Abstract

The unsteady flow with massive separation poses challenges to accurately and efficiently simulate wind effects on civil structures, especially in the search for optimal aerodynamic shapes during the preliminary design stage. To this end, an encoding-transformation-decoding convolutional neural network (CNN) architecture is developed in this study to take the pixelated geometry of a bluff body as the input and instantly output the corresponding unsteady aerodynamic flow (represented by a sequence of consecutive flow snapshots). First, a unique (shared) encoding part is used to extract the low-resolution features from the structural shapes and associated initial flow conditions. Then, the transformation part consecutively maps the encoded features (originated from encoder) to a prediction of next flow snapshot in high-level feature space while the separate decoding part unravels the abstract features (from corresponding transformer) to pixelated velocity and pressure fields.

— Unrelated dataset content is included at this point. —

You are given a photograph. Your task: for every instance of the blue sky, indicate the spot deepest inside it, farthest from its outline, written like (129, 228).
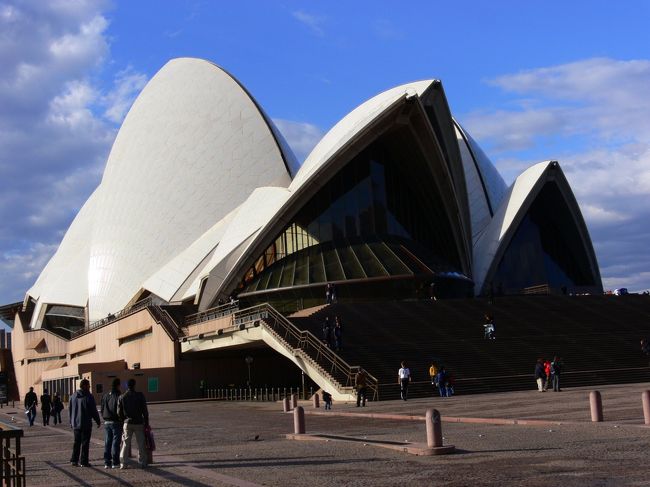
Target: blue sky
(531, 81)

Prior domain knowledge is leveraged at various stages of machine learning pipeline to enhance the learning efficiency and accuracy of the proposed convolutional encoder-transformer-decoder. Specifically, the qualitative knowledge that the flow fields vary on a very small length scale within the boundary layer is used to empirically design a nonuniform grid for CNN image inputs and outputs. In addition, the equation-free quantitative knowledge learned from previous flow snapshot (i.e., high-level features from the transformer and filters in the decoder) is employed in the learning of current flow snapshot as the CNN initial conditions based on transfer learning technique. Furthermore, the equation-based quantitative knowledge of both mass and momentum conservation laws is utilized to augment the CNN loss function. Numerical examples suggest good performance of the proposed knowledge-enhanced CNN for unsteady flow simulation of bridge decks. Effects of these three types of knowledge on the performance of the convolutional encoder-transformer-decoder are also examined to highlight their high efficacy to facilitate the training efficiency and simulation accuracy.